We were then joined by some of her friends and other members of the audience. I played with a dog. I was well into my second hour of continuous playing. Neighboring businesses watched me from in front of their stores as they smoked cigarettes. Another dude smoked a blunt with me. I met a really cool DJ, who only creates soundscapes with music that he’s never heard before. I made at least 5 Facebook friends that day. Then the sun went down. The temperature dropped 20 degrees, and Guyana and her music friends left. The show continued. I was only wearing a light sweatshirt, and my knuckles ached.
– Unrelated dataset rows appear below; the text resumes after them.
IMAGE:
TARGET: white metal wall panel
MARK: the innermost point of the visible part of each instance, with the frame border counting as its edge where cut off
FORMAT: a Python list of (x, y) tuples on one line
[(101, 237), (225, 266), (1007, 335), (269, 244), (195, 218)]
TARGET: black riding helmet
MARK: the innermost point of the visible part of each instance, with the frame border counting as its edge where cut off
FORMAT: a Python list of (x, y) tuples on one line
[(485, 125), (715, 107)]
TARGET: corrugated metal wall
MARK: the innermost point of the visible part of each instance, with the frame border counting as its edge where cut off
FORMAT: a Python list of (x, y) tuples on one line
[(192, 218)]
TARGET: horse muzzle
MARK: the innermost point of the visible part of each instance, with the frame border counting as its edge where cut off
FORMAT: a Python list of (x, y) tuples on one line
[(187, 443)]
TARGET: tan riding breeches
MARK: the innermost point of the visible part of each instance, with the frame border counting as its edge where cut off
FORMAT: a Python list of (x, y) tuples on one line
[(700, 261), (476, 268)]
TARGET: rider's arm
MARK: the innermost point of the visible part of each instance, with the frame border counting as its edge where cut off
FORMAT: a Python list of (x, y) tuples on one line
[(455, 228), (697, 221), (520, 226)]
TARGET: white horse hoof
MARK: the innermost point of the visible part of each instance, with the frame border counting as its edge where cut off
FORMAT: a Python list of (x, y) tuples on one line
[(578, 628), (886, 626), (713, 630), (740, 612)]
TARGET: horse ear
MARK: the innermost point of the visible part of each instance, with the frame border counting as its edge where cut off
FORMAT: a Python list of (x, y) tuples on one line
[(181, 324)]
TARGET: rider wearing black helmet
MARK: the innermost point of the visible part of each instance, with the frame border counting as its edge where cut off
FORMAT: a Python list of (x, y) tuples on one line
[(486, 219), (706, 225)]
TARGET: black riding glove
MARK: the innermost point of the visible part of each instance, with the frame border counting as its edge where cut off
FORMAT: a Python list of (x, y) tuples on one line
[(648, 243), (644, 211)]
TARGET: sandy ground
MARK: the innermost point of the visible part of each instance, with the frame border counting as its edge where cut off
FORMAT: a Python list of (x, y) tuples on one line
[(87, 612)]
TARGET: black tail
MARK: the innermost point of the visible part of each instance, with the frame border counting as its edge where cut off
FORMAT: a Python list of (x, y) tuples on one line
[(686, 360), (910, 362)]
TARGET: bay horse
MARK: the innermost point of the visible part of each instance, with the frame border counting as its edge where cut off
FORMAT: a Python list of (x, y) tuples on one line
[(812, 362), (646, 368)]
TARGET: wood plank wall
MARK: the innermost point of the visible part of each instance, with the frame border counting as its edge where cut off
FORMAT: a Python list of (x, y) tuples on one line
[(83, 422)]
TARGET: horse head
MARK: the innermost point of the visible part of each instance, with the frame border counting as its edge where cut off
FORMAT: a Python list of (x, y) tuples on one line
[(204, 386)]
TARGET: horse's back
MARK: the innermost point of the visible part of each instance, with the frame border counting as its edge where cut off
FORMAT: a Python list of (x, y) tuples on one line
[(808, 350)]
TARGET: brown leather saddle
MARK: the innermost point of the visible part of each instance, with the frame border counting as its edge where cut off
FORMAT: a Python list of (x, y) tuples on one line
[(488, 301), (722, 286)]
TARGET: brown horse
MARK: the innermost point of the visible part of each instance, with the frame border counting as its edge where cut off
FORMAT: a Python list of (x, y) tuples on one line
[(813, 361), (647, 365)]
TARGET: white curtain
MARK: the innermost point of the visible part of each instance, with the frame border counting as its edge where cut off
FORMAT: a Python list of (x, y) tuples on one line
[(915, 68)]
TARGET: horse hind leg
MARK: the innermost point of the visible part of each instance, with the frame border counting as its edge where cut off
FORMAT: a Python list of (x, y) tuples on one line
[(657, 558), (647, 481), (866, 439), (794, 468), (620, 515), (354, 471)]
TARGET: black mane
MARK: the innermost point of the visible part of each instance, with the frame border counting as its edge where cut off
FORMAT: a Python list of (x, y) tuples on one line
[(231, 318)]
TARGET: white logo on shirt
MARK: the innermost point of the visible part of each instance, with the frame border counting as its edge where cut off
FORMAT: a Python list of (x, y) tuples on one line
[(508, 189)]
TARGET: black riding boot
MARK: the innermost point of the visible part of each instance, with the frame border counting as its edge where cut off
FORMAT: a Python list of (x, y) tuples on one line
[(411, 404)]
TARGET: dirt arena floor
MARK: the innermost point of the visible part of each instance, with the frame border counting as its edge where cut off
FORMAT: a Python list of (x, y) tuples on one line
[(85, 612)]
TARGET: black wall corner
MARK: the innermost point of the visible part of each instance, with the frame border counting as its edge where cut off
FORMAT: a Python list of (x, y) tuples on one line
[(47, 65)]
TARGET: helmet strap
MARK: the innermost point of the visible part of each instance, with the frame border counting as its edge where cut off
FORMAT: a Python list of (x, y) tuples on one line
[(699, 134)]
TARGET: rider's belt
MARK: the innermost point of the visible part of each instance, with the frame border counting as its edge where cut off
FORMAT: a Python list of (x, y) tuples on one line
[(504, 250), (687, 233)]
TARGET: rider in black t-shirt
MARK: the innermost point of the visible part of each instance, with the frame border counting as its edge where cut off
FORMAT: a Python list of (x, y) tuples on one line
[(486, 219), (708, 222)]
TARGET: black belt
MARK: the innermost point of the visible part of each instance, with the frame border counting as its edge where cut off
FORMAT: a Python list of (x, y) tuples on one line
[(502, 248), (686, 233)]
I continuously maneuvered my body to spread the pressure evenly among my 15 knuckles. I thought I may pass out, although that may have been the endless drone and strong weed. Finally the show ended, and as soon as Dan pointed to me, and I heard my applause, I cut the music, and ran inside asking the audience,
“Would you like to hear another song?”
OK. So, what the hell does this composition and this story have to do with loooong bus rides? Well, for one thing, a long ride is more like a La Monte Young Soundscape and less like a power pop single by Weezer. The rides go on what seems like forever. You tend to see the same sights repeatedly and endlessly, whether it’s corn and soybean fields in Iowa, cattle in Texas or flatlands in Oklahoma. The joy of both the long rides and playing and listening to La Monte Young soundscapes is that you have to experience the whole ride to appreciate the sensations, and it takes a lot of patience to sit through, whether you’re penned in a seat on a moving bus for 74 hours or linked to a two notes on a keyboard for two. They both fit into my philosophy as life being a marathon rather than a series of sprints.
As I mentioned, I will be turning this experience into a piece of performance art, which will combine my storytelling with Composition 1960 #7. Ironically, this will probably be a 30 -60 minute performance about a two-note minimalist composition. The only way to see if it works will be to bring it on stage. As a result of this experience, I will also devote a stretch of my next loooong ride to listening to one of the classic recordings that was inspired by La Monte’s Young’s compositions, Lou Reed’s Metal Machine Music. I’ll save that for the flat lands of Texas.